80 year old racists would be 200 year old racists.
Imagine politicians being accountable for their decisions, or relaxing the pressure that women are under to reproduce before they are 30. Mastering aging would allow the human race to significantly rise about our natural apeish behaviour that has to be unlearned through education during adolescents.
Hmm, but isn't the cliche that people with more future ahead of them live more recklessly, take more things for granted, "waste" more time, etc – that "what really counts in life" becomes especially apparent when some threat instills a sense of urgency?
People might stop caring about their communities because of a prolonged phase of youthful self-centeredness and a lack of any urgency?

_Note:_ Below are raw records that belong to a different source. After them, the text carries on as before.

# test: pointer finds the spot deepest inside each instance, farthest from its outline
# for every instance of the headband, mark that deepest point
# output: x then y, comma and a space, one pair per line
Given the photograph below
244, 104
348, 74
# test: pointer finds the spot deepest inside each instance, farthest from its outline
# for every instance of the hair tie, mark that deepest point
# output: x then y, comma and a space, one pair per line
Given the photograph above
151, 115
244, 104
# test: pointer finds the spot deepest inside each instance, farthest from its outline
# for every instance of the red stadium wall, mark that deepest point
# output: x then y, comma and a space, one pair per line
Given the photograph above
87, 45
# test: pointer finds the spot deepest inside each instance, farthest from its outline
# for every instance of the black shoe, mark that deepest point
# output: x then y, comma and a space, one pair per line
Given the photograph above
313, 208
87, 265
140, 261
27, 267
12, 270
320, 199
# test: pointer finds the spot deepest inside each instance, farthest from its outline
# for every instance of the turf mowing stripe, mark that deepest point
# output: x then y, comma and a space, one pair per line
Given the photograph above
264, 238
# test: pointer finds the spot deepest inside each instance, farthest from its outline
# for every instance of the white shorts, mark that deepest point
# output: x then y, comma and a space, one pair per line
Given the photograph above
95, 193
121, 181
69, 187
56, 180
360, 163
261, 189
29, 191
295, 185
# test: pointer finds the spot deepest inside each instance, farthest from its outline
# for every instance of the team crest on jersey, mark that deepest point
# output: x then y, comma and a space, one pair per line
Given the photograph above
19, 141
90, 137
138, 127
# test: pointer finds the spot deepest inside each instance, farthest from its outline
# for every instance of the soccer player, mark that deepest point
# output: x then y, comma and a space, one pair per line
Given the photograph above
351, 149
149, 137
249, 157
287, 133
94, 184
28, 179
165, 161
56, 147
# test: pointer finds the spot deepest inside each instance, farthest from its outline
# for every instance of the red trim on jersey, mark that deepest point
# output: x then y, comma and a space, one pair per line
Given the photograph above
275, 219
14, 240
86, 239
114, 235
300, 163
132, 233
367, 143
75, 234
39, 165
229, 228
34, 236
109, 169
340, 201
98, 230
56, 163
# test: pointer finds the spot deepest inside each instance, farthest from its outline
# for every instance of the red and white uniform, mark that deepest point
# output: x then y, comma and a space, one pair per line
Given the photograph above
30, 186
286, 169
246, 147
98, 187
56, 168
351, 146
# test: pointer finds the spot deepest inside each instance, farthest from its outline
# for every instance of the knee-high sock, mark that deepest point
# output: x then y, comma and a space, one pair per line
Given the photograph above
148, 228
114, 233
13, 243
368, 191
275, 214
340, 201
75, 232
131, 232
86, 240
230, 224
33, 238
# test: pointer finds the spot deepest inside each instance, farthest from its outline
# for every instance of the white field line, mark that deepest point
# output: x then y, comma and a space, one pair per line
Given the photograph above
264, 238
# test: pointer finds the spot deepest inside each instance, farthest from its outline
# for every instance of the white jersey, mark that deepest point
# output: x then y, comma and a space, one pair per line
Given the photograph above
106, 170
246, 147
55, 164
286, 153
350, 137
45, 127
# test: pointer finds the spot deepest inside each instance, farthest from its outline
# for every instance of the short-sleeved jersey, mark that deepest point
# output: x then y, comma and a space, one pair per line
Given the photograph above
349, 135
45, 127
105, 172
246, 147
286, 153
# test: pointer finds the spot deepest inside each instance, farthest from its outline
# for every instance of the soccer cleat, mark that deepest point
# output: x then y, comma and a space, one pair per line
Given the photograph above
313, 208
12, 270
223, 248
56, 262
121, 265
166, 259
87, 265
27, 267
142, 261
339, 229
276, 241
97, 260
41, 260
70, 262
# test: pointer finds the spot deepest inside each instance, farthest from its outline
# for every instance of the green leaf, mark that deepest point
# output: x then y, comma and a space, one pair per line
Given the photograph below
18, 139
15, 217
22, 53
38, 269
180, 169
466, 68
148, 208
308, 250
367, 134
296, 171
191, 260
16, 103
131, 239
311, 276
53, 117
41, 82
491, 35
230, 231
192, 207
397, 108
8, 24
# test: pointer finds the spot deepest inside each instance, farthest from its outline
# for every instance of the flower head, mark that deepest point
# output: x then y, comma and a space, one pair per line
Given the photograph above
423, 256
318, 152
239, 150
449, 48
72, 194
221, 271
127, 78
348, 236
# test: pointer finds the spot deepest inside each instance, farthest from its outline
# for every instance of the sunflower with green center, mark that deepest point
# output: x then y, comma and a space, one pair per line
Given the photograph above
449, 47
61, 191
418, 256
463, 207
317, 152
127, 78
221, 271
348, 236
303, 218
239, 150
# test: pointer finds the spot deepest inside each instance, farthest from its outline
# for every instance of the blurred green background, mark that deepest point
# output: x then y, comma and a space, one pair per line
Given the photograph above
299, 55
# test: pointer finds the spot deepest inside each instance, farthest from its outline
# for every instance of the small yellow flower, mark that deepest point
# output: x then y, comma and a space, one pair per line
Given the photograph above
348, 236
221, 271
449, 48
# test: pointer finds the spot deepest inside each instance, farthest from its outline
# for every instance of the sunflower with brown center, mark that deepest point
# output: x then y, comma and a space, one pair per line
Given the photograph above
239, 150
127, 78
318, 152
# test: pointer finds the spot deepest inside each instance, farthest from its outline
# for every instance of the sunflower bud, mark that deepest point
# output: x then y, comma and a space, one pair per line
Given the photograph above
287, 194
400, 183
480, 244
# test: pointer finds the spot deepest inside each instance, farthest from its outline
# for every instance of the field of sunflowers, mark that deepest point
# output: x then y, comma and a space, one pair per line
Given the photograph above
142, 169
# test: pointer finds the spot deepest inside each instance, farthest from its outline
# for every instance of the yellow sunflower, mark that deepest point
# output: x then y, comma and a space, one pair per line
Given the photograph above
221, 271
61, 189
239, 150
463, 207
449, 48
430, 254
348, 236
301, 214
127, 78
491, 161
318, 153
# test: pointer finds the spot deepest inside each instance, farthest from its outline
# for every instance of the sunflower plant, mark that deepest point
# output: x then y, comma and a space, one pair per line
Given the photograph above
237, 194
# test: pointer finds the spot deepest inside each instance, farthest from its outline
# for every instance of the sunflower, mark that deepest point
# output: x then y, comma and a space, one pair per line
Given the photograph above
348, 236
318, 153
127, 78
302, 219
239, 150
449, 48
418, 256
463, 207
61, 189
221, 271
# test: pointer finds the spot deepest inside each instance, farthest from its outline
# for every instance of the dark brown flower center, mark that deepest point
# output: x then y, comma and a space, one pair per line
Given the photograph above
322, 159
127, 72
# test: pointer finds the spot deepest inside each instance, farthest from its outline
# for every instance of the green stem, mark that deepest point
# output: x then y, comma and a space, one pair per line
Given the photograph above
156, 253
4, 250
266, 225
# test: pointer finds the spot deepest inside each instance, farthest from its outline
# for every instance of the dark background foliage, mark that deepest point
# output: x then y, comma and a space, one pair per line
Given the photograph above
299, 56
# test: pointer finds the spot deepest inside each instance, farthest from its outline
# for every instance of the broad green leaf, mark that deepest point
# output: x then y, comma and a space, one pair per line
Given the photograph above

Children make adults self-entitled. Younger brains are stupider, and prone to cruelty before they learn compassion. The tyranny of youth prevents us from ever maturing as a species, having to relearn the same lessons over and over again. If we could stop wasting our time with the inefficiency of use, perhaps we could finally start adapting and conquer our own flaws.
Our natural evolution was mostly halted in the past century. Humans take too long to develop and probably don't have enough lifetime to put that education to good use (imagine einstein living 50 more years). There are technologies being developed to make old minds think like young.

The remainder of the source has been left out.